Creating company clarity
Despite such sizeable change taking place internally and externally, the need for business as usual is paramount as market dynamics play out. Hence the importance of a leader like Bates to create clarity.
“You can argue that’s job number one for any leader,” he stated. “It’s important anyways but especially so today and we’ll keep on over communicating and ensuring our teams come along the journey with us.”
For example, Simon Davies as Senior Vice President (SVP) and General Manager of Asia Pacific at Splunk runs fortnightly in timezone calls for any employee within the regional business to engage with the executive leadership team on particular topics.
Toni Pavlovich – formerly Chief Customer Officer (CCO) at Splunk and now SVP of Customer and Partner Success at Cisco – was a recent speaker.
“There’s no change in the approach just a conscious commitment to be as clear as possible,” Bates said. “Because in the absence of that, that’s when the uncertainty comes in at a human level.
“We’re bringing the teams together through our office spaces in Australia but we understand that’s a very personal thing. How you go to work and how you engage daily is very personal so we continue to be mindful of that.”

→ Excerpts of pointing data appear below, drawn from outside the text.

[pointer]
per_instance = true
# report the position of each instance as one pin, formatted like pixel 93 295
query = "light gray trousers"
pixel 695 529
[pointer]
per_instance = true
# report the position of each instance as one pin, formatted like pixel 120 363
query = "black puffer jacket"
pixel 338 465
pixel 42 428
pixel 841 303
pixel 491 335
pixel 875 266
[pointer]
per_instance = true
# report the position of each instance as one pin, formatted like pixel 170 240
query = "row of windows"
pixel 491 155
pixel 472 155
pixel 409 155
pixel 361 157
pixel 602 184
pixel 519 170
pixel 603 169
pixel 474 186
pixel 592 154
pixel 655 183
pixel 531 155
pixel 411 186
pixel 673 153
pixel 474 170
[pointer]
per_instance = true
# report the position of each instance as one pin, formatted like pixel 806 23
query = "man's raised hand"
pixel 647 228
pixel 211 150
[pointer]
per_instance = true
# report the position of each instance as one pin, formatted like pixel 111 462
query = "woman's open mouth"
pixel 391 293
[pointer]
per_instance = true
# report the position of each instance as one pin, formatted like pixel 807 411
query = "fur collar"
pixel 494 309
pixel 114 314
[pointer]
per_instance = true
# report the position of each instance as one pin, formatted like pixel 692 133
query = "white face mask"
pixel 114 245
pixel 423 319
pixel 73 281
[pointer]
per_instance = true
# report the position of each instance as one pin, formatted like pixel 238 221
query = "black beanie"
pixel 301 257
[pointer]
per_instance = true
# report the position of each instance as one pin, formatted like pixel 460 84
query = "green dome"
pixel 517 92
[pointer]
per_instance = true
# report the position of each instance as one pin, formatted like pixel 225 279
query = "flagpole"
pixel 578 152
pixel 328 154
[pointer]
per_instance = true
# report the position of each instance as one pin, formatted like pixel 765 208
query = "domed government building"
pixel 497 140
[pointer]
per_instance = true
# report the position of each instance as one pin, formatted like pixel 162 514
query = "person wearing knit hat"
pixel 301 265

Almost daily conversations with Ben Dawson – Vice President of A/NZ at Cisco – is also helping to smooth the transition between both teams locally. For Bates, this is also playing out in the field.
“We’re already jointly working with customers and that’s a reflection of how similar our cultures are,” he said. “Yes, a set of guidelines and directions on engagement exists but teams are just picking up the phone and getting together.
“Accounts are working through how we make things better for customers and show up in a consistent manner. We have dozens and dozens of engagements in this space already.”
In looking ahead, ongoing work exists around bringing the core operations of the business together to ensure customers can procure solutions on one set of commercial paper.
“Our job is to help our customers be successful with our product because they have so many challenges today,” Bates added.